Simon Schama is a genius. But that's not his greatest gift. There are few broadcasters whose erudition translates so beautifully into education by conversation, learning by contagious passion, and for once a creative balance between scepticism and faith, or to put it in other terms the complementarity of an hermeneutic of suspicion and an hermeneutic of trust. The new BBC1 series on the Story of the Jews began last Sunday evening and goes for a further 4 weeks.
I remember doing history of the Ancient Near East, the history and religion of Israel, and a wide ranging introduction to the Hebrew Bible as part of my Arts degree at Glasgow University – there I encountered an hermeneutic of supsicion, and little patience in the classroom with trust as faith commitment. I revisited some, but not much of that material in my theological education, this time in a College where trust and faith commitment were part of the hermeneutical process. Of course this was without ignoring or demeaning the gains from critical scholarship, with respectful practice of a disciplined critical and historical analysis of text, culture and context, and as part of a multi-disciplinary subject-field that was diverse and required an approach to learning we would now call integrated.
So this first episode was a treat. From the sceptical reflections on the absence of hard histoirical, archaeological evidence for the Exodus, to the sequence of family scenes at Passover celebrated in Schama's own household, to the ecstatic and passionate love for Torah, for words and for reading and for the scrolls, that is utterly characteristic, essential, to Judaism – this was wonderfully captured in the scenes at the synagogue. This is superb television; more than that it is a first class education at an accessible level in what it means to be a people of faith, albeit a faith diverse, historically rooted in change and continuity, and that continuity despite repeated persecution measurable on a scale stretching from ridicule to the Holocaust.

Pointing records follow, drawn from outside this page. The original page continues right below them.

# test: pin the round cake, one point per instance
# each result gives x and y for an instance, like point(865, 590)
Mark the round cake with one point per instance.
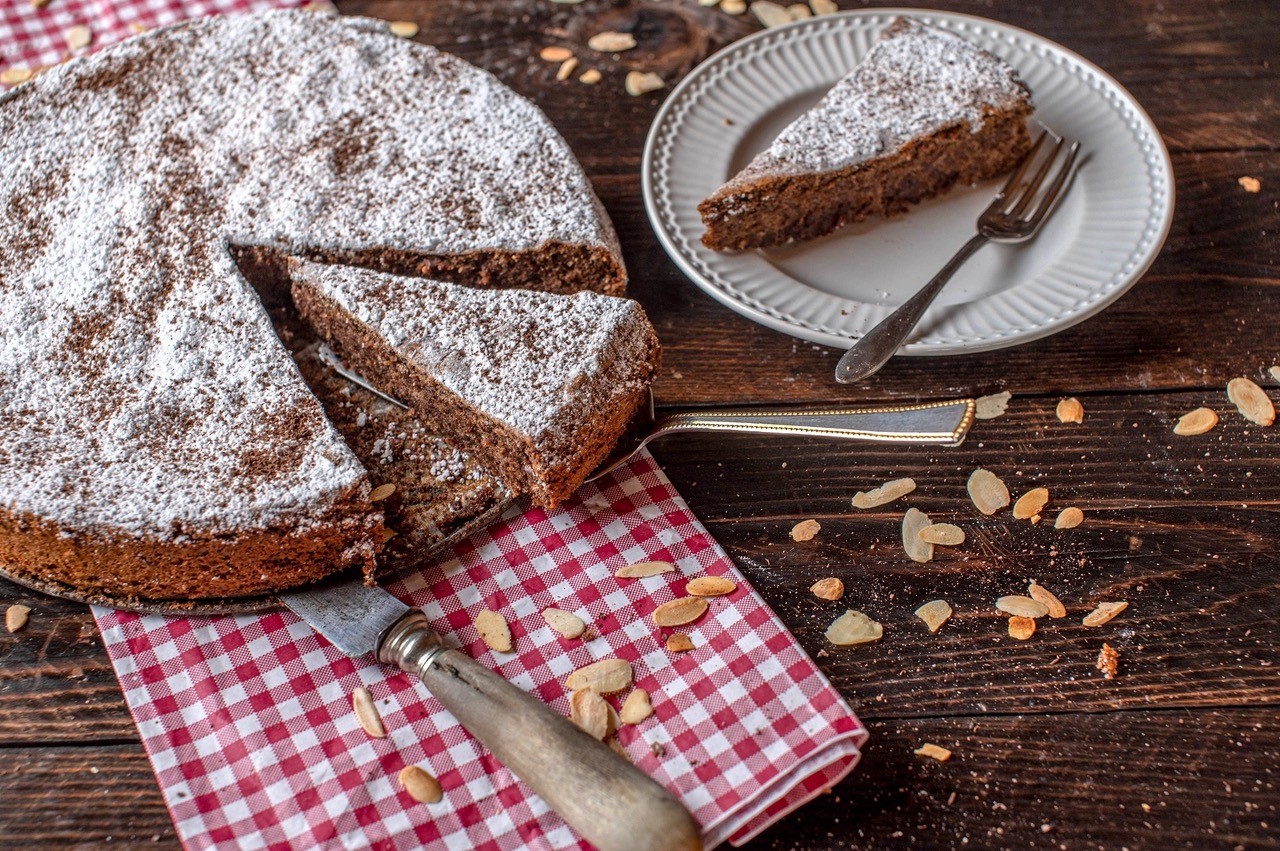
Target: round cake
point(156, 439)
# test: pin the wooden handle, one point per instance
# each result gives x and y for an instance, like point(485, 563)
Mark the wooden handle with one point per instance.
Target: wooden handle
point(611, 803)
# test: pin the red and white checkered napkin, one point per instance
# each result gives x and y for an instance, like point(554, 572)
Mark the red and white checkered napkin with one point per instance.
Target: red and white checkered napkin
point(251, 732)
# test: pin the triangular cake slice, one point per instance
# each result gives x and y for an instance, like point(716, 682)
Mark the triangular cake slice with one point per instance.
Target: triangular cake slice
point(923, 110)
point(536, 387)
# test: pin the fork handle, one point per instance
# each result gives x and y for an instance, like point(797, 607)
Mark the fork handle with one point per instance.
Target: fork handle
point(869, 353)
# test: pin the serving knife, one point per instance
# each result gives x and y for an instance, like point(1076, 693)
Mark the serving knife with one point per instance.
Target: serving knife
point(611, 803)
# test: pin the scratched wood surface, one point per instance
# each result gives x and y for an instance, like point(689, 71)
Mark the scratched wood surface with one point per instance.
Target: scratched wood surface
point(1179, 750)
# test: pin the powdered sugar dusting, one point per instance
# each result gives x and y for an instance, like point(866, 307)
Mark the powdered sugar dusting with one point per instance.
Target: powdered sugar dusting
point(142, 389)
point(915, 81)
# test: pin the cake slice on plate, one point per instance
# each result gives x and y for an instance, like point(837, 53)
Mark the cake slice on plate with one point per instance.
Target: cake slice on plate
point(923, 110)
point(535, 387)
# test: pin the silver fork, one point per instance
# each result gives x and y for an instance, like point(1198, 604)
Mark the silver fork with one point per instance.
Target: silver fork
point(1014, 215)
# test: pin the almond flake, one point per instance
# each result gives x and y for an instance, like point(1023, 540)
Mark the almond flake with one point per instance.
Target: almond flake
point(987, 492)
point(568, 625)
point(942, 535)
point(679, 612)
point(382, 492)
point(1104, 613)
point(1041, 594)
point(566, 68)
point(1070, 411)
point(636, 707)
point(366, 713)
point(828, 589)
point(854, 627)
point(1031, 503)
point(1022, 628)
point(554, 54)
point(421, 786)
point(1194, 422)
point(805, 530)
point(885, 494)
point(641, 82)
point(711, 586)
point(769, 14)
point(16, 617)
point(679, 643)
point(1252, 401)
point(494, 631)
point(606, 676)
point(1023, 607)
point(403, 28)
point(935, 613)
point(590, 712)
point(988, 407)
point(611, 42)
point(915, 521)
point(644, 568)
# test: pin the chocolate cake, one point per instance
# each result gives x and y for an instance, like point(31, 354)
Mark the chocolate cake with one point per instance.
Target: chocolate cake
point(156, 439)
point(923, 111)
point(535, 387)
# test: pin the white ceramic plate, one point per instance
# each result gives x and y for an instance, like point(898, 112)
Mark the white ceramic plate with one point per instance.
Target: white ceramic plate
point(1101, 239)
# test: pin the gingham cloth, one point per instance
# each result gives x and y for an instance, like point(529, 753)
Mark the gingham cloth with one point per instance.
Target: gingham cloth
point(248, 722)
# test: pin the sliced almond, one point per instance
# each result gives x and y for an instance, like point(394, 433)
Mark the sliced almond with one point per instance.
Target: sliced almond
point(935, 613)
point(644, 568)
point(366, 713)
point(805, 530)
point(679, 643)
point(568, 625)
point(1023, 607)
point(16, 617)
point(854, 627)
point(914, 522)
point(769, 14)
point(1252, 401)
point(590, 712)
point(606, 676)
point(403, 28)
point(828, 589)
point(942, 535)
point(1022, 628)
point(1198, 421)
point(1069, 517)
point(987, 492)
point(1031, 503)
point(494, 631)
point(554, 54)
point(611, 42)
point(711, 586)
point(885, 494)
point(1054, 607)
point(988, 407)
point(382, 492)
point(636, 707)
point(679, 612)
point(933, 751)
point(1104, 613)
point(421, 786)
point(1070, 411)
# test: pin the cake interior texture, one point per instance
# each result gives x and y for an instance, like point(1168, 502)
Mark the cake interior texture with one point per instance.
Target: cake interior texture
point(923, 111)
point(535, 387)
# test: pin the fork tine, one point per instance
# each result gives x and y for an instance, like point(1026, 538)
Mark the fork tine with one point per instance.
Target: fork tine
point(1055, 188)
point(1033, 186)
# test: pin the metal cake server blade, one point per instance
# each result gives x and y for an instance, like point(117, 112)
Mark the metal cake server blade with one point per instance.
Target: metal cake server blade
point(611, 803)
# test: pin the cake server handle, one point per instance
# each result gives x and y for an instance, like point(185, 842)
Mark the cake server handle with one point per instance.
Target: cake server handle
point(611, 803)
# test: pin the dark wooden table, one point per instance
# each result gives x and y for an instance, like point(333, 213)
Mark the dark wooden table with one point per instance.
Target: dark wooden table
point(1180, 749)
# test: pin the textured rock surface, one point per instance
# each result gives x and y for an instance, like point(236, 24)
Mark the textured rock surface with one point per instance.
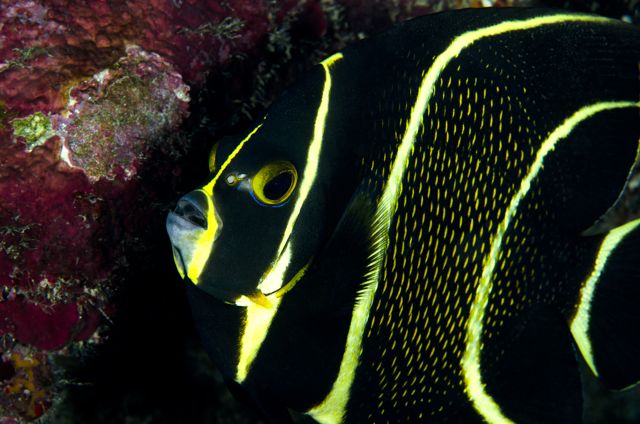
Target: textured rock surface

I don't always agree with some of the premises, or conclusions of the programme, but that is only judging by the first episode. We will wait and see what is still to come. But I look forward to sitting down with time and attentiveness in what is a master class in contemporary education that aims at heigtened awareness of issues, balanced provision of information, posing of questions that compel reflection rather than make-do answers, and that brings a world different from mine alive, with sympathy, insider knowledge, humour and Schama's geuine greatness as a scholar whose learning elicits admiration, and invites engagement with his world of thought.